(c) Caspevi

Zone Critique a pu assister, sur la scène du Grand Parquet, à la dernière création de Céline Milliat Baumgartner, artiste associé au LAB du Préau CDN de Normandie-Vire. Marilyn, ma grand-mère et moi est un « seule-en-scène » (avec l’accompagnement du pianiste Manuel Peskine) écrit et interprété par Céline Milliat Baumgartner où l’actrice entremêle les destins de trois femmes : la légende de la star hollywoodienne ; l’histoire méconnue de la grand-mère qui a transgressé ; la comédienne au plateau en train de se construire.

Trois femmes

Il y a des êtres qu’on ne désigne que par leur prénom, leur surnom. Qui n’existent que par eux. Dont la légende découle d’eux. C’est le cas de Marilyn. C’est aussi le cas de Mamie (ou Mémé, ou encore Grand-Mère). Et puis il y a soi, soi-même, l’être avec qui on va passer toute sa vie, si proche, si lointain. La femme que l’on est, que l’on découvre au fur et à mesure, que l’on aime, que l’on déteste, qui nous trahit, qui nous porte. Céline Milliat Baumgartner a écrit un texte où évoluent en parallèle ces trois figures de femmes et pose la question fondamentale : comment se construit-on en tant qu’être libre ? Le chemin est jalonné d’obstacles, et de soumissions : soumission au regard de nos supérieurs, de nos maris, de nos pairs, des autres femmes, de nos enfants. Soumission au regard de la société, à l’exigence de cette société patriarcale envers les femmes : tu appartiendras à ton père, puis à ton époux, enfin à tes enfants, fruits naturels de ton mariage unique.

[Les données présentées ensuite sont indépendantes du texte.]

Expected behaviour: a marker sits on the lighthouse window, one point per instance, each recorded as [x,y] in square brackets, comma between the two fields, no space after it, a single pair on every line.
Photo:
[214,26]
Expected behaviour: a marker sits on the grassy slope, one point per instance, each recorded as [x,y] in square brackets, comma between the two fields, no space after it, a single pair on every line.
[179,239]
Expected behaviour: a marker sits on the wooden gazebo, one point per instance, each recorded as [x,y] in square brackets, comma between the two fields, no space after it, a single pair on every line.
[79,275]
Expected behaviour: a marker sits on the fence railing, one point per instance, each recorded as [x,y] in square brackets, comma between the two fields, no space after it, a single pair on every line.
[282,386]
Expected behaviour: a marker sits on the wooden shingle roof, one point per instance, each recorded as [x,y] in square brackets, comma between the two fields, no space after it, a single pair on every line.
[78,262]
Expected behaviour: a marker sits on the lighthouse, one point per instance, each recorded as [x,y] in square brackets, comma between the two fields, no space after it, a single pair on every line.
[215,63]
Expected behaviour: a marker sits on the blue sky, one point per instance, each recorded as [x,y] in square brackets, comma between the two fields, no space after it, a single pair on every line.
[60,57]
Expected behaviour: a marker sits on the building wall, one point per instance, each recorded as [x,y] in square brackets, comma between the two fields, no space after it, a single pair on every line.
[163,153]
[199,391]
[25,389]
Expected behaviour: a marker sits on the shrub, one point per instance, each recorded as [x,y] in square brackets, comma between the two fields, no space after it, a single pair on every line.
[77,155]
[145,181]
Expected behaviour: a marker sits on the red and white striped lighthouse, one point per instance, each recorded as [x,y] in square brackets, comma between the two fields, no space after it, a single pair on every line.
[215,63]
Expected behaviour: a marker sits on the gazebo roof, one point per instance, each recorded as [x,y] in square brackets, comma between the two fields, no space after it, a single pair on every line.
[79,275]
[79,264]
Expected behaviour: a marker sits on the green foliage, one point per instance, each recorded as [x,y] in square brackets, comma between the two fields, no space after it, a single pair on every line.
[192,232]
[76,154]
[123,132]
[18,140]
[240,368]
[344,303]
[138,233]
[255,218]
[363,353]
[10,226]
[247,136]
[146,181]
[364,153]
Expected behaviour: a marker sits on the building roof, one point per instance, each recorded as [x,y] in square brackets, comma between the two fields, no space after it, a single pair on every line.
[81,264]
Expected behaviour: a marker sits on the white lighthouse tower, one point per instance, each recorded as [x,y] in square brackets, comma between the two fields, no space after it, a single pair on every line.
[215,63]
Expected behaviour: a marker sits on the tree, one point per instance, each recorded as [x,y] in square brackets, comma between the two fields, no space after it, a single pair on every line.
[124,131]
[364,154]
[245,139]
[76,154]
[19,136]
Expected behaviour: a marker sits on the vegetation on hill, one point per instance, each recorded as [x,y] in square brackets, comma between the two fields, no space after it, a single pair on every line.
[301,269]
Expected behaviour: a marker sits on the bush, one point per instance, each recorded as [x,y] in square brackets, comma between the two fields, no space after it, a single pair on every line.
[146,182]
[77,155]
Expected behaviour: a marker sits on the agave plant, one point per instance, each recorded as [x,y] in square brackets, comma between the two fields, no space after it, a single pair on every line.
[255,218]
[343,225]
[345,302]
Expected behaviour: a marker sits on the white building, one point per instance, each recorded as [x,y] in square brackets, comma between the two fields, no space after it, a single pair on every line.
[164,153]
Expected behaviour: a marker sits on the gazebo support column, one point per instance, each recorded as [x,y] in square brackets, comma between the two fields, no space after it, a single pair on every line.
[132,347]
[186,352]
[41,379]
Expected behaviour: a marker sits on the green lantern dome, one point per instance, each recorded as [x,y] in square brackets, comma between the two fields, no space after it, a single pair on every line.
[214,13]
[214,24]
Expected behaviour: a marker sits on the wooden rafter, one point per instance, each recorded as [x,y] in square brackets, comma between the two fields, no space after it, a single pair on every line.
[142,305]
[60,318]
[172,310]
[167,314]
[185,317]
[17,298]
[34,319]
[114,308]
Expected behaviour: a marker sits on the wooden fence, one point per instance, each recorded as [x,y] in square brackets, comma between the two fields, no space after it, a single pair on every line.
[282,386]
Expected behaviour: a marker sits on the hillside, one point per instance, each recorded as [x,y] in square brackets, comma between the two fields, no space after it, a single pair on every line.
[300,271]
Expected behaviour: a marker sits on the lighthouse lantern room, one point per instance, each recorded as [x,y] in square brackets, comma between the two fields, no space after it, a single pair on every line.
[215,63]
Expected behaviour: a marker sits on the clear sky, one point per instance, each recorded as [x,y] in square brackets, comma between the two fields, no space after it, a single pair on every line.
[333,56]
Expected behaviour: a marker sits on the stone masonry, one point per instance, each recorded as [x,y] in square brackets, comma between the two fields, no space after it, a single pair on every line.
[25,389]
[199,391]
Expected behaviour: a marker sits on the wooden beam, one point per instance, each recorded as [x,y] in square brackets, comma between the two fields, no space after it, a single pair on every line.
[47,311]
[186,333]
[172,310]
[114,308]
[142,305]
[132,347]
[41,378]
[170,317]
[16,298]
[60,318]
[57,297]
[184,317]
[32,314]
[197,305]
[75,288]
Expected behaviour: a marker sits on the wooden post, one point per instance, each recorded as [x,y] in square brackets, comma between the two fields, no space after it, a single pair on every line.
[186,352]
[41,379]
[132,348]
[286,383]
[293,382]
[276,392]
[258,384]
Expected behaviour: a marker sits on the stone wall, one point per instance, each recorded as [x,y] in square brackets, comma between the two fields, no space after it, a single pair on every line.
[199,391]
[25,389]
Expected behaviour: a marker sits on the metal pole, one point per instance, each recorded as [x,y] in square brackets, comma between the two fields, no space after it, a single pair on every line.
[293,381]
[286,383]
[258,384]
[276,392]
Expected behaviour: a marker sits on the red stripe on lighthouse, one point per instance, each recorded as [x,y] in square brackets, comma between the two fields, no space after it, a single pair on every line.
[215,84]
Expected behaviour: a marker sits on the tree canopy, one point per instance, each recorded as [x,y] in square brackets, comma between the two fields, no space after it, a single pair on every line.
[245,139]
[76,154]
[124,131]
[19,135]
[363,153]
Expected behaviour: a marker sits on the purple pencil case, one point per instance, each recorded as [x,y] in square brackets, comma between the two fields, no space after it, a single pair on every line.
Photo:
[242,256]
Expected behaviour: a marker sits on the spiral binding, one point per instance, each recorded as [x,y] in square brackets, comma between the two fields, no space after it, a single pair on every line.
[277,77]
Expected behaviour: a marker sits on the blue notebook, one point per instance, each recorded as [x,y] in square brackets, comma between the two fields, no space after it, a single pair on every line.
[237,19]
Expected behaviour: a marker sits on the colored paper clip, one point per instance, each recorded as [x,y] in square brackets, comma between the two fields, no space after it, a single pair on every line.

Ni épouse fidèle, ni mère aux petits soins, ni femme comblée. Ni Marilyn, ni grand-mère, ni moi.

Alors que se passe-t-il quand ces cases fabriquées à l’emporte-pièce et appliquées au petit-bonheur-la-chance ne correspondent pas, que se passe-t-il quand on déborde la case ? Divorce, stérilité, fausses couches, sexe hors mariage, autisme, abandon du foyer, dépression, comportements autodestructeurs : les femmes au plateau ne correspondent en rien à la figure créée de toute pièce et ex-nihilo de « La Femme Parfaite ». Ni épouse fidèle, ni mère aux petits soins, ni femme comblée. Ni Marilyn, ni grand-mère, ni moi. Et c’est là que se situe le travail dramaturgique qu’a effectué Céline Milliat Baumgartner : celui d’accepter la personne que l’on est, unique et différente.

(c) Caspevi

« C’est ce qu’on appelle un curetage. »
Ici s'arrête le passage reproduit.